Italy is guaranteed at least one award at this year's Berlin Film Festival with the Golden Bear for Lifetime Achievement going to Francesco Rosi.
But rather than confirm the country's status as one of world cinema's leading lights, the prize bestowed on the 85-year-old Rosi - whose last full-length feature film La Tregua was made in 1997 - risks becoming another sad reminder of a greatness seemingly lost.
That's because in contrast to the golden era of the 1950s, 60s, and 70s, these days Italian films, or Italian directors and actors, rarely win international accolades - a situation that leads to recurrent bouts of national soul-searching.
The media were at it again recently when this year's Academy Awards nominees were announced and Italy's official entry, Giuseppe Tornatore's La Sconosciuta (The Unknown), a psychological thriller, failed to make the cut in the Best Foreign Language Film category.
Still, trying to second-guess what may be more appealing to foreign viewers seems a far cry from when the likes of Vittorio De Sica with Bicycle Thieves and Roberto Rossellini with Rome, Open City revolutionised cinema with their gritty neo-realist take on life.
Not to mention the highly individualistic style of a Federico Fellini whose surreal vision of Rome in La Dolce Vita included Anita Ekberg's dip in the Trevi Fountain - recreated especially for that scene at the Italian capital's Cinecitta studios - an image, which conjures up the city in people minds almost as much as the Colosseum does.
Italian filmmakers were also capable of applying their talents abroad and adapting them to tell non-Italian stories.
Michelangelo Antonioni's Blow Up captured the feel and mood of swinging London in the 1960s, and Sergio Leone's Westerns - often shot for budgetary reasons in the arid landscapes of nearby Spain - brought, as in The Good, The Bad and The Ugly, a freshly authentic, if violent, dimension to what had been a wholly and sometimes too wholesome American genre.
Italians, conscious that their great cinematic past mostly coincided with the post-World War II economic boom and the emergence of their country as confident industrialised power, tend to draw parallels between the current sluggishness of the national economy, and the widely perceived mediocrity of the national film industry.
Invariably, comparisons are drawn with Spain, which thanks to a rapidly expanding economy has, according to some calculations, recently overtaken Italy in terms of living standards.
However one interprets the economic statistics dividing the two Latin nations, there's no denying that actors such as Penelope Cruz along with compatriot Antonio Banderas are established Hollywood stars, while the director who propelled their careers, Pedro Almodovar, is the embodiment of a lively Spanish film industry whose products have global appeal.
Italians meanwhile, are still looking for a "new" diva in the mode of a Sophia Loren, in the same way as the search is on for male leads of Marcello Mastroianni's calibre.
That's not to say that there are no recognisable Italian figures in cinema.

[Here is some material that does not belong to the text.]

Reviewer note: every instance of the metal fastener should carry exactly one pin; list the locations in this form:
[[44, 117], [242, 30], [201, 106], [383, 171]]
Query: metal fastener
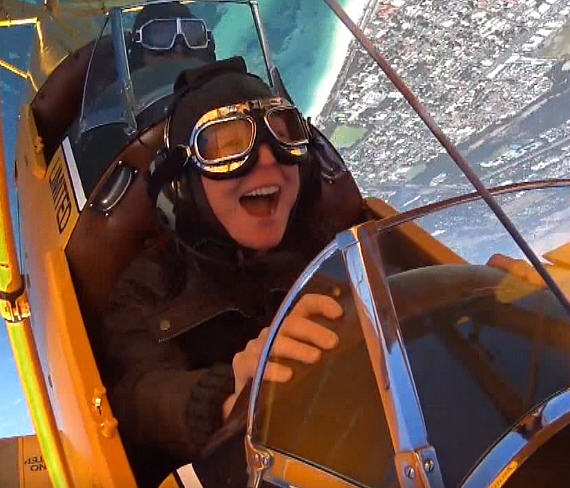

Springing to mind are slapstick comic, come actor-director Roberto Benigni of Life is Beautiful fame, Nanni Moretti - who stars in Antonello Grimaldi's Chaos Calmo, which is in competition at this years Berlin Film Festival - and in the beauty stakes, Monica Bellucci.
The trouble in Italy is that the present is always compared to the past, which can be a dispiriting exercise when the sheer quality of what was once produced is considered.
Beginning from the 1960s to around the mid-70s Italy made more feature-length films than the US. It now produces around 30 films a year compared to 130 a decade ago. In France - where state subsidies are also 10 times higher - 228 films were produced in 2007.
However, it is not all gloom at the Italian box-office. Ticket sales - which dropped substantially in the 1980s and 1990s - are reportedly up by 13 percent in 2007 over the previous year.
More packed cinemas may trigger a mini-resurgence for the local industry, but according to many critics the problem with contemporary Italian cinema lies in the story telling, one that used to captivate audiences in Italy and elsewhere.
"Today our cinema says nothing," wrote veteran journalist and publisher Eugenio Scalfari in La Repubblica.
"Not because it does not have words or images, but because it's not capable of creating a new narrative language that can elevate it beyond good craftsmanship towards an artistic dignity," said Scalfari.